Excel BI - PowerQuery Challenge 287

excel-challenges
power-query
Medal Table Country Country Code Total Points Rank England
Published

March 24, 2026

Illustration for Excel BI - PowerQuery Challenge 287

Challenge Description

Medal Table Country Country Code Total Points Rank England

Solutions

library(tidyverse)
library(readxl)

path = "Power Query/200-299/287/PQ_Challenge_287.xlsx"
input = read_excel(path, range = "A1:A21")
test = read_excel(path, range = "C1:F5")

result = input %>%
  mutate(
    Category = case_when(
      str_detect(`Medal Table`, "^[A-Za-z]+$") & str_length(`Medal Table`) > 2 ~
        "Country",
      str_detect(`Medal Table`, "^[A-Z]+$") & str_length(`Medal Table`) == 2 ~
        "Country Code",
      TRUE ~ NA_character_
    )
  ) %>%
  mutate(
    Category = case_when(
      lag(Category, n = 1) == "Country Code" ~ "Gold",
      lag(Category, n = 2) == "Country Code" ~ "Silver",
      lag(Category, n = 3) == "Country Code" ~ "Bronze",
      TRUE ~ Category
    )
  ) %>%
  mutate(group = cumsum(Category == "Country")) %>%
  pivot_wider(names_from = Category, values_from = `Medal Table`) %>%
  select(-group) %>%
  mutate(across(
    c(Gold, Silver, Bronze),
    ~ as.numeric(str_remove_all(.x, "\\D"))
  )) %>%
  mutate(`Total Points` = Gold * 3 + Silver * 2 + Bronze * 1) %>%
  select(Country, `Country Code`, `Total Points`) %>%
  mutate(Rank = dense_rank(desc(`Total Points`))) %>%
  arrange(Rank, Country)

all.equal(result, test)
#> [1] TRUE
  • Logic:

    • Reads the workbook range needed for the challenge

    • Reshapes the data into the structure required by the result table

    • Builds helper columns that drive the final output

    • Uses direct pattern parsing where the workbook encodes logic in text

  • Strengths:

    • The R solution stays close to the workbook logic and keeps the transformation compact.
  • Areas for Improvement:

    • The code assumes the workbook layout and selected ranges remain stable.
  • Gem:

    • The best part of the solution is choosing the right intermediate shape before formatting the final output.
import pandas as pd
import re

path = "200-299/287/PQ_Challenge_287.xlsx"
input = pd.read_excel(path, usecols="A", nrows=21)
test = pd.read_excel(path, usecols="C:F", nrows=4)

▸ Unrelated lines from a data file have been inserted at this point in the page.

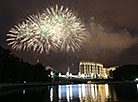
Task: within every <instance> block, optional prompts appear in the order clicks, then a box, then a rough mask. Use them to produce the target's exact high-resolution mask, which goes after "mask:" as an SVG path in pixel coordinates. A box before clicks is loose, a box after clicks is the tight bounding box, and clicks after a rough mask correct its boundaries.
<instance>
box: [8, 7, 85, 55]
mask: <svg viewBox="0 0 138 102" xmlns="http://www.w3.org/2000/svg"><path fill="white" fill-rule="evenodd" d="M9 32H10V34H7V36H8V37H10V38H8V39H7V40H6V41H8V45H10V46H12V48H13V49H16V50H17V51H20V50H27V51H28V50H33V51H35V52H40V53H43V52H46V53H47V54H48V53H49V52H50V51H66V52H69V51H73V52H75V51H76V50H79V49H80V48H81V46H82V45H83V43H84V42H85V38H86V29H85V24H84V23H83V22H82V21H81V20H80V18H78V17H77V16H76V14H75V13H73V12H72V10H69V8H65V7H64V6H61V7H58V5H56V6H55V7H50V8H47V9H46V10H44V12H43V13H42V14H40V13H38V14H37V15H32V16H29V17H28V19H27V20H25V21H24V22H23V23H22V24H18V25H15V26H14V27H13V28H11V29H10V30H9Z"/></svg>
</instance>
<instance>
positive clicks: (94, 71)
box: [92, 64, 95, 77]
mask: <svg viewBox="0 0 138 102" xmlns="http://www.w3.org/2000/svg"><path fill="white" fill-rule="evenodd" d="M92 72H93V75H94V77H95V64H93V65H92Z"/></svg>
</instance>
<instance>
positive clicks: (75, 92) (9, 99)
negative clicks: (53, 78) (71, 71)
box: [0, 84, 138, 102]
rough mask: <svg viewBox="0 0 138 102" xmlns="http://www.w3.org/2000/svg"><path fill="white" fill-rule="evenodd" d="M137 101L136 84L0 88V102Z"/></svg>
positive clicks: (116, 84)
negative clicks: (33, 87) (32, 87)
mask: <svg viewBox="0 0 138 102" xmlns="http://www.w3.org/2000/svg"><path fill="white" fill-rule="evenodd" d="M118 101H119V102H138V84H73V85H58V86H46V87H34V88H25V89H12V90H11V89H10V90H6V91H5V89H2V88H0V102H118Z"/></svg>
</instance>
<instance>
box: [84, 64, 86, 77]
mask: <svg viewBox="0 0 138 102" xmlns="http://www.w3.org/2000/svg"><path fill="white" fill-rule="evenodd" d="M84 74H85V75H86V63H84Z"/></svg>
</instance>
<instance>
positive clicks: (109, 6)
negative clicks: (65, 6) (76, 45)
mask: <svg viewBox="0 0 138 102" xmlns="http://www.w3.org/2000/svg"><path fill="white" fill-rule="evenodd" d="M54 3H58V4H61V5H66V6H69V7H70V8H71V9H73V10H76V12H77V13H78V16H80V18H81V19H83V21H84V23H85V24H86V25H87V31H88V38H87V41H86V43H85V44H84V46H83V47H82V48H81V49H80V50H79V51H77V52H75V53H65V52H60V53H55V52H51V53H50V54H49V55H46V54H44V53H43V54H39V53H35V52H31V51H30V52H27V51H24V52H23V51H21V52H16V51H13V50H12V49H11V48H10V47H9V46H7V43H6V41H5V39H6V33H8V30H9V29H10V28H11V27H13V25H14V24H17V23H20V22H22V21H23V20H25V19H26V17H27V15H31V14H36V13H37V12H42V9H45V8H47V7H49V6H51V4H54ZM0 45H2V46H3V47H5V48H9V49H10V50H11V51H12V52H13V53H14V54H15V55H16V56H19V57H20V58H23V59H24V60H25V61H27V62H30V63H35V62H36V60H37V59H39V60H40V62H41V63H43V65H45V66H51V67H54V69H55V70H57V71H62V72H65V71H67V68H68V67H70V69H71V72H74V73H75V72H77V71H78V63H79V61H81V60H88V61H94V62H101V63H103V64H104V65H105V67H106V66H113V65H123V64H138V0H0Z"/></svg>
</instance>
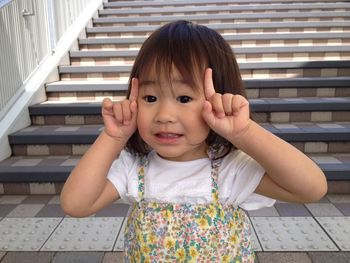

input.columns = ['Medal Table']

cats = ['Country', 'Country Code', 'Gold', 'Silver', 'Bronze']
input['Category'] = [cats[i % 5] if pd.notna(v) else None for i, v in enumerate(input['Medal Table'])]

input['group'] = (input['Category'] == "Country").cumsum()
pivoted = input.pivot(index='group', columns='Category', values='Medal Table').reset_index(drop=True)

for medal, pts in zip(['Gold', 'Silver', 'Bronze'], [3, 2, 1]):
    if medal in pivoted:
        pivoted[medal] = pivoted[medal].astype(str).str.extract(r'(\d+)').fillna(0).astype(int)

pivoted['Total Points'] = sum(pivoted.get(m, 0) * pts for m, pts in zip(['Gold', 'Silver', 'Bronze'], [3, 2, 1]))
result = pivoted[['Country', 'Country Code', 'Total Points']].copy()
result['Rank'] = result['Total Points'].rank(method='dense', ascending=False).astype(int)
result = result.sort_values(['Rank', 'Country']).reset_index(drop=True)
result.columns.name = None

print(result.equals(test)) # True
  • Logic:

    • Reads the workbook range needed for the challenge

    • Reshapes the data into the structure required by the result table

    • Uses direct pattern parsing where the workbook encodes logic in text

    • Applies the rule iteratively until the output is complete

  • Strengths:

    • The Python version follows the same workbook rule in a direct pandas-oriented implementation.
  • Areas for Improvement:

    • As with the R version, any workbook layout change would require small adjustments.
  • Gem:

    • The implementation stays close to the source challenge instead of adding unnecessary abstraction.

Difficulty Level

This task is moderate:

  • It combines reshaping, grouping, or parsing steps that are common in Power Query style problems.

  • The main challenge is reproducing the workbook output structure exactly.